The Good News: No Comment
By EMILY RAPPAPORT
December 4, 2011
Emma Sullivan, a Kansas 18-year-old, refused to apologize to Kansas Governor Sam Brownback after tweeting that he “#blowsalot.” Brownback, who wants to veto the Kansas Arts Commission’s entire budget, is opposed to equal rights for gay people, approved a number of anti-abortion measures in the state, including a serious attempt to make Kansas the first state with no abortion providers, reacted strongly and publicly to Sullivan’s tweet, and the principal of her high school demanded that she write the governor a letter of apology. But she declined. “I’m just an 18-year old girl who knows what I believe, and I know what he believes, and we disagree,” she said. “That is not going to change.”
The American College of Obstetrics and Gynecology released a statement this week compelling its members to work with transgender patients. Here’s an excerpt:
To address the significant health care disparities of transgender individuals and to improve their access to care, ob-gyns should prepare to provide routine treatment and screening or refer them to other physicians, according to The American College of Obstetricians and Gynecologists (The College). In a Committee Opinion published today, The College also states its opposition to gender identity discrimination and supports both public and private health insurance coverage for gender identity disorder treatment.
Herman Cain soldiered on for weeks after being accused of sexual harassment by multiple women from his past, but this week, after a woman released a report saying that she’d had an extramarital affair with Cain that lasted more than a decade, he finally announced on Saturday that he is suspending his campaign.
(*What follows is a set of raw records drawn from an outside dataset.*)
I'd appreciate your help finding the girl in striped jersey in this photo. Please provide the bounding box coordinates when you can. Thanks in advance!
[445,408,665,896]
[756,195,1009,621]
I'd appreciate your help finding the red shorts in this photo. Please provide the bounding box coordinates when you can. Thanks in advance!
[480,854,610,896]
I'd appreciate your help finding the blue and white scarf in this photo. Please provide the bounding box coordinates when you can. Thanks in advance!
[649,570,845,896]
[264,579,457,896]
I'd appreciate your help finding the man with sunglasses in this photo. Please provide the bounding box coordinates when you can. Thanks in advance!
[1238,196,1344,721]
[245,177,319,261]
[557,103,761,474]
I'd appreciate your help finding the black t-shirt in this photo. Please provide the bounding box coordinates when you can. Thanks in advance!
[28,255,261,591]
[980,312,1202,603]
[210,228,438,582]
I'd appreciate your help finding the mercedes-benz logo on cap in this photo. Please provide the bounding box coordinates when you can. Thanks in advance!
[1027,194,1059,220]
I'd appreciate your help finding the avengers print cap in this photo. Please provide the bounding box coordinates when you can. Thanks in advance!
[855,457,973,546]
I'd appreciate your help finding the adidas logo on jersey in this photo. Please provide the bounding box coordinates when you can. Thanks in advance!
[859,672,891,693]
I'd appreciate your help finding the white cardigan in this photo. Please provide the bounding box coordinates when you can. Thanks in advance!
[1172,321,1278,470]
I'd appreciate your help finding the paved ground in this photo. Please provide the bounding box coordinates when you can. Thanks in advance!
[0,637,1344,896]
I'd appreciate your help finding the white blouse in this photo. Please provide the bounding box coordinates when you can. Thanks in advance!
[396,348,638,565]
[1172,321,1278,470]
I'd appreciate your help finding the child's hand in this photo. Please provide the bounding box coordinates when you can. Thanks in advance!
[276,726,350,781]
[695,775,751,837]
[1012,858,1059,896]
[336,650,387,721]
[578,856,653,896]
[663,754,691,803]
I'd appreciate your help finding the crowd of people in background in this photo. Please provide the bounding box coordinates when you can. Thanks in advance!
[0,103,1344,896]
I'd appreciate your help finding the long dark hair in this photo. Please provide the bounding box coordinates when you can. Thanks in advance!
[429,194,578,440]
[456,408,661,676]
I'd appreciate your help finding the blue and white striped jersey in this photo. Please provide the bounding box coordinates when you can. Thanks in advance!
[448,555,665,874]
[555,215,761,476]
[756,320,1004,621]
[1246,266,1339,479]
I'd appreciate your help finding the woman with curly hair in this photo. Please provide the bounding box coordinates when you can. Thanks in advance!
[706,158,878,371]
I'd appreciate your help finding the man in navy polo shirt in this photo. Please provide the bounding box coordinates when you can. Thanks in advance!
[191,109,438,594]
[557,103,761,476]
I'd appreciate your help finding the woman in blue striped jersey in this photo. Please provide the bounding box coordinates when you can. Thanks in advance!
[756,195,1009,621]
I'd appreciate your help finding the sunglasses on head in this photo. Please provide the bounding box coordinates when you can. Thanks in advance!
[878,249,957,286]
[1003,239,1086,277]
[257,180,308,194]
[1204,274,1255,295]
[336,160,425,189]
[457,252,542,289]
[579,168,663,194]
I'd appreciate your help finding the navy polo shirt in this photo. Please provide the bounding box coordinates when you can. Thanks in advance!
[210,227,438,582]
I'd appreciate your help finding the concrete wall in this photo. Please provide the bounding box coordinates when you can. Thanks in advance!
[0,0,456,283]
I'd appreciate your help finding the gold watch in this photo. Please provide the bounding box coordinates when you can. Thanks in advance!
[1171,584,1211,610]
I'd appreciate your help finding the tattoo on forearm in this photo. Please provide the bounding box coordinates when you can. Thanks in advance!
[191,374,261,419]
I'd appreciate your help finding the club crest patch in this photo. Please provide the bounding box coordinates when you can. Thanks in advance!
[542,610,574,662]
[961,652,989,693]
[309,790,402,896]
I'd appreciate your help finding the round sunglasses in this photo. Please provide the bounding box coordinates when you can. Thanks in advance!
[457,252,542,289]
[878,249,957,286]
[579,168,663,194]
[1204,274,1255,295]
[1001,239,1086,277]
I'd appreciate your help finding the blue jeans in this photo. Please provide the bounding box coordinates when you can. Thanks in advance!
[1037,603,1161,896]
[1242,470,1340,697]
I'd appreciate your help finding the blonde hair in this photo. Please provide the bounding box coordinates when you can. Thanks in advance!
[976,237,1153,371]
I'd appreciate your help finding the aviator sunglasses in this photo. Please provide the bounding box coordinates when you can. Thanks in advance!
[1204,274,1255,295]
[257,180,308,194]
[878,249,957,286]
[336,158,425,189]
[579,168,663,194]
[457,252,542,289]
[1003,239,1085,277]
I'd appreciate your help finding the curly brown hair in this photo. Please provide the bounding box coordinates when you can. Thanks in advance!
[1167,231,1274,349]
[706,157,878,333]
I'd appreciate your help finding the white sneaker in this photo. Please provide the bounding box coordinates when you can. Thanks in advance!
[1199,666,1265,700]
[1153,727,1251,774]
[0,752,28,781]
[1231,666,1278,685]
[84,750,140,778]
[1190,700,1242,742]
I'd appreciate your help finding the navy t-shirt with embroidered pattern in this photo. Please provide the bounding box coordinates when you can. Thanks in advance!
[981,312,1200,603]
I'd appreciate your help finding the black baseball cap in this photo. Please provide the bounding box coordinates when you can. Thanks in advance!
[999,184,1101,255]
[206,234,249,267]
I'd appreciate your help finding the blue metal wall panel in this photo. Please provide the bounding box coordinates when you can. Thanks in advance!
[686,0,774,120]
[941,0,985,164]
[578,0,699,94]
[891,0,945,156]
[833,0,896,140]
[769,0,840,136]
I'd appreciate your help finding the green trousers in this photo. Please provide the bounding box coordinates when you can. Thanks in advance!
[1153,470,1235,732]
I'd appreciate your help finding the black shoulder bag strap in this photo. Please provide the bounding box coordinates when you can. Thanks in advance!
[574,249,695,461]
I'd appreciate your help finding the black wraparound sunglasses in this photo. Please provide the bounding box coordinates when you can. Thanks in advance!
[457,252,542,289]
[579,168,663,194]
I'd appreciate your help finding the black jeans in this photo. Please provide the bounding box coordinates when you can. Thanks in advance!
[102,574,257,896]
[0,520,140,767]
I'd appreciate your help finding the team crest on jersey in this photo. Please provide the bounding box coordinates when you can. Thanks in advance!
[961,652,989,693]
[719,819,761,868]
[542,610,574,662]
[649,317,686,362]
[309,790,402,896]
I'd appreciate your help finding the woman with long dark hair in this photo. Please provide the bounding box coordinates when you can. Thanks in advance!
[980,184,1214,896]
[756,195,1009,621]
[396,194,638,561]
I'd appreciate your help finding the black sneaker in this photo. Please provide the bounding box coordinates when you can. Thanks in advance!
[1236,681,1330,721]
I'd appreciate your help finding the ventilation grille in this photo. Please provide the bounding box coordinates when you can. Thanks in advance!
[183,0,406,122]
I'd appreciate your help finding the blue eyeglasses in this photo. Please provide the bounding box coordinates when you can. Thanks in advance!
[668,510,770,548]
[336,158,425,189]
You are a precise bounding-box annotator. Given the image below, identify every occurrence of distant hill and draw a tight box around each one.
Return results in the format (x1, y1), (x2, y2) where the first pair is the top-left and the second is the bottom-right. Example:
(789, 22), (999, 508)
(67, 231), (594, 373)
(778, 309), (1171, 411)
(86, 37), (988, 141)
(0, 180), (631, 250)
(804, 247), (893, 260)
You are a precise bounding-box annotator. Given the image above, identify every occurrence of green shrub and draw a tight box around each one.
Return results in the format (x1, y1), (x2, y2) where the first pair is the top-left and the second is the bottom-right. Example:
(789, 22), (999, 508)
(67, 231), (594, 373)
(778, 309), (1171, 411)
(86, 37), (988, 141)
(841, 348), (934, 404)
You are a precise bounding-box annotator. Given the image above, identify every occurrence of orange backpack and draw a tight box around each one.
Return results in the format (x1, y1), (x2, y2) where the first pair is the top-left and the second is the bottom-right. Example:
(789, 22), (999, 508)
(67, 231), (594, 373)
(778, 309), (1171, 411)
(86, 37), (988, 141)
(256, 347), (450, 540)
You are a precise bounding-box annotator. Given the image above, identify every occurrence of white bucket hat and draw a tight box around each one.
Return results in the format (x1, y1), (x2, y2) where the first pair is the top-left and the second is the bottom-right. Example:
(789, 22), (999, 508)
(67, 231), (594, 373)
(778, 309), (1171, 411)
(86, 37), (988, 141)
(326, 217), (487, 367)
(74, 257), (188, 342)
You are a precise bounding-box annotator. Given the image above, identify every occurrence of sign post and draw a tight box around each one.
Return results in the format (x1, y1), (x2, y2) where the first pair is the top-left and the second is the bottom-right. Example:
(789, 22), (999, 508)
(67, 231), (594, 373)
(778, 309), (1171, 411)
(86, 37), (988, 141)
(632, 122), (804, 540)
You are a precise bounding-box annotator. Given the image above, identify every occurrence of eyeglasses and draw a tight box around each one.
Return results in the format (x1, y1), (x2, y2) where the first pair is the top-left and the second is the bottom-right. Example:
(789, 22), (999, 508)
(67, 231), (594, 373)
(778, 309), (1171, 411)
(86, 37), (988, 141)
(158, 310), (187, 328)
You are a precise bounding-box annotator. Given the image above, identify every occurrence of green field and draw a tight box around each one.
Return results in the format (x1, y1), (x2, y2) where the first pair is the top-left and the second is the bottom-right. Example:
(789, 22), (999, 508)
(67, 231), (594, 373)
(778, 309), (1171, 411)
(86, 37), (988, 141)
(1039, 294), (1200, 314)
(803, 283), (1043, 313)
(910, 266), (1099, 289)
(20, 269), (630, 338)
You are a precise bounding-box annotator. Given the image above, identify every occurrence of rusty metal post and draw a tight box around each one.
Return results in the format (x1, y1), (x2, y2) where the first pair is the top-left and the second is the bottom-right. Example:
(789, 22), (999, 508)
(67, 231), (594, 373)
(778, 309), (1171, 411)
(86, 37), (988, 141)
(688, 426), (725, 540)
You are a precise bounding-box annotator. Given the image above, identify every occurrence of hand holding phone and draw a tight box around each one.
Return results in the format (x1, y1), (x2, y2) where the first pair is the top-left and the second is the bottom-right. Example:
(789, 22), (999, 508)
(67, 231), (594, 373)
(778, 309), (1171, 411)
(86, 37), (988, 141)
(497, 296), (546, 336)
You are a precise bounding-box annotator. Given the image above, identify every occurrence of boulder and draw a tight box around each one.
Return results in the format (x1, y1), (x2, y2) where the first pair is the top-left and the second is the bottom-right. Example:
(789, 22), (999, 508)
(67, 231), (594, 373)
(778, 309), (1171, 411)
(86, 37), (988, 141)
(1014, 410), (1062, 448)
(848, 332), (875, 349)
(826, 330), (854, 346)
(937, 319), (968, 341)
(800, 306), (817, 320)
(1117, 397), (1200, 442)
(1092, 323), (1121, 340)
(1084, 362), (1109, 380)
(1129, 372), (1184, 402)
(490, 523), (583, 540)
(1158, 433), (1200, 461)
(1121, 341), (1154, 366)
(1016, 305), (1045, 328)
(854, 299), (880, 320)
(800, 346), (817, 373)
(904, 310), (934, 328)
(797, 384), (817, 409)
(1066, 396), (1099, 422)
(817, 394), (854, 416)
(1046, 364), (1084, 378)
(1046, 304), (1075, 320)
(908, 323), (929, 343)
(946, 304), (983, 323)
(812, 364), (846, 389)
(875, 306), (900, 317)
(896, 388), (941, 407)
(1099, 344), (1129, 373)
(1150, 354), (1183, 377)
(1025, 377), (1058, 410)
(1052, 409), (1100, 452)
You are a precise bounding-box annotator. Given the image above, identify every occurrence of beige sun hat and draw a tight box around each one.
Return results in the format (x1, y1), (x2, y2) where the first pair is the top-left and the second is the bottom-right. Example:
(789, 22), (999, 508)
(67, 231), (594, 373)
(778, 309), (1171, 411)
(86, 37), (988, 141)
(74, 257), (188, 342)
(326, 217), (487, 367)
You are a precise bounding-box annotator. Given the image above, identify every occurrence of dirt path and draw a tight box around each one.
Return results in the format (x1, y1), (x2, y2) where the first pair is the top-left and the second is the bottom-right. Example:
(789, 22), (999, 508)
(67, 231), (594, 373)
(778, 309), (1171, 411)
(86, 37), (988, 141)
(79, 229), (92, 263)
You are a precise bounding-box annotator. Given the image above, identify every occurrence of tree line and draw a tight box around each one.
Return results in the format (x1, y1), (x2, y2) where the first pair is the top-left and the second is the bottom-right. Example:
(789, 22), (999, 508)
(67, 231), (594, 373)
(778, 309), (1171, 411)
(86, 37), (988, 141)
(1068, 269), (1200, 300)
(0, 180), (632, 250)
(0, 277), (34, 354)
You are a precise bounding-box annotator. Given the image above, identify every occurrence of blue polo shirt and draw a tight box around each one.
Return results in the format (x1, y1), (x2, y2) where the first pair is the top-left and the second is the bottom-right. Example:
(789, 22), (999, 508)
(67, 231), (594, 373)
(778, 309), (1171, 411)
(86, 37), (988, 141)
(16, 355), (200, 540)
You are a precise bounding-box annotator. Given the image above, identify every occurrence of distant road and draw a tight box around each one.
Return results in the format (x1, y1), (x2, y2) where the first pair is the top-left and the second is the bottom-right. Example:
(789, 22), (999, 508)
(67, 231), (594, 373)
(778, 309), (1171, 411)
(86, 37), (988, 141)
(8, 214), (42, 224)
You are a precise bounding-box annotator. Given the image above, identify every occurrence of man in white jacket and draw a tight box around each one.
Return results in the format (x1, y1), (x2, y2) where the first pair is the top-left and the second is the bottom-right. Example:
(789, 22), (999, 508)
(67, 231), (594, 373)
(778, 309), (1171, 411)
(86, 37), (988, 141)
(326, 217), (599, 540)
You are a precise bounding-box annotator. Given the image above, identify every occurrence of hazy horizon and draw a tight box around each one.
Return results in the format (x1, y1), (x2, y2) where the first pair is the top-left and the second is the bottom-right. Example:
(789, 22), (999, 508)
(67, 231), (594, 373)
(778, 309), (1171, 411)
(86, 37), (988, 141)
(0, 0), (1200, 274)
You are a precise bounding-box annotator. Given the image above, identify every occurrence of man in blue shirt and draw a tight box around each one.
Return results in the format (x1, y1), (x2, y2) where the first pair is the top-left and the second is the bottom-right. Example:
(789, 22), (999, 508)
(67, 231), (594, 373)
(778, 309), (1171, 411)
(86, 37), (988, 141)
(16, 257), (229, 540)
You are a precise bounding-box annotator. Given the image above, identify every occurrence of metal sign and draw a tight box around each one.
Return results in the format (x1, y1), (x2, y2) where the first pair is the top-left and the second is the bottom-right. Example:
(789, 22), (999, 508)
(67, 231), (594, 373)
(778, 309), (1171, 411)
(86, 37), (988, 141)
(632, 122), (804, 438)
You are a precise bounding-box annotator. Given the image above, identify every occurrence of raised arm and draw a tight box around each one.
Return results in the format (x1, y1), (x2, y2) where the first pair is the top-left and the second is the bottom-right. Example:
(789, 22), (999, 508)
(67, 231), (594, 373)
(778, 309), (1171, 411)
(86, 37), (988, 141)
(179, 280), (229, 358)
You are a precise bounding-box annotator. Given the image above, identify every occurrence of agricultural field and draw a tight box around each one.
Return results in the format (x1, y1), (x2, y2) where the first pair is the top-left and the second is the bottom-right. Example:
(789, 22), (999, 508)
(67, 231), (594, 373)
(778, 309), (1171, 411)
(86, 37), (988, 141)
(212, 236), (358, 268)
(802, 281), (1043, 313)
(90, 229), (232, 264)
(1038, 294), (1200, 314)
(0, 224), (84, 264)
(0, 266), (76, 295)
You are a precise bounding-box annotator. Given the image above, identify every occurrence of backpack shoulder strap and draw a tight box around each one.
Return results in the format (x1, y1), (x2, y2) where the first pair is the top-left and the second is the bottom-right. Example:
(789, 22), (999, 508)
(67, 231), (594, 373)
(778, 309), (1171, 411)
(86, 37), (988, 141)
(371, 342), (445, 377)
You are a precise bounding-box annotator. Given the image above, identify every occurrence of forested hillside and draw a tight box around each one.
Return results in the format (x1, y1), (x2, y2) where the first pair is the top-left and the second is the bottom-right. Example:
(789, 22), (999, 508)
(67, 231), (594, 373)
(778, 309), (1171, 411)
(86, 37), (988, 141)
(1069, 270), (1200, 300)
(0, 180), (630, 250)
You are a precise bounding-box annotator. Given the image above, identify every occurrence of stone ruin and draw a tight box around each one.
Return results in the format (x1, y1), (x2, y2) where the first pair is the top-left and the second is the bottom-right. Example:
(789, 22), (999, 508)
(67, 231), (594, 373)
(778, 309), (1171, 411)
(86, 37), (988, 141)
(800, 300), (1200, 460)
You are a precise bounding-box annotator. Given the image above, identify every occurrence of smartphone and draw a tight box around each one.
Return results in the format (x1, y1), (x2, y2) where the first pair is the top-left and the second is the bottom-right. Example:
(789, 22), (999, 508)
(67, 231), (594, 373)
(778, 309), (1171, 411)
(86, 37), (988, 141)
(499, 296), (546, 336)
There’s something odd about the fact that four women could accuse him of harassment and discrimination and get a response mostly limited to the blogosphere, while a consensual affair immediately meant the end of his campaign. But all’s well that ends well. Don’t worry, you can still see the Pizza Man up on the wall at Yorkside.
Pakistan’s National Assembly unanimously passed a bill that will punish people who force women into marriage or deny them inheritances with big fines and, potentially, jail time. Social mobility! Financial independence! The bill still has a ways to go, but definitely still qualifies as good news. Watch this for more info.
Thursday was World Aids Day. The disease is still devastating and pandemic—according to the World Health Organization, approximately 34 million people are currently living with AIDS—and Thursday was a day of awareness and commemoration. But it was also a day to think about progress—like the fact that in 2011, PEPFAR treatment costs were down to $335 per year, a 70% drop from 2004, and the fact that an HIV+ patient on treatment is 96% less likely to pass the virus on. Watch this video for a timeline of statistics. Also, see the series of pieces on Broad Recognition in honor of World Aids Day.
On Saturday, 100 Libyan women, duct tape over their mouths with “no comment”written on it and pink scarves around their necks, marched silently through the streets of Tripoli to demand support from the country’s new government for rape victims during the eight-month war to oust Muammar Gaddafi.
Students who recently discovered that Fordham, the Catholic university in the Bronx, will neither prescribe birth control at campus clinics nor fully own up to this policy, have started an off-campus clinic as an alternative.
Jezebel on the new, post-Levin Report proposal for Sex Week at Yale. The site highlights that the organizers end the proposal in this way:
“Understanding sex, love, gender, sexuality, intimacy, and relationships is essential to our education at Yale and our well-being. This time of scrutiny can serve as an opportunity for Yale to become a leader in eliminating sexual violence by raising campus standards. A thoughtful, interdisciplinary, peer-sponsored forum on sex can enrich lives, while silence creates the environment for abuse, intolerant, and disrespect.”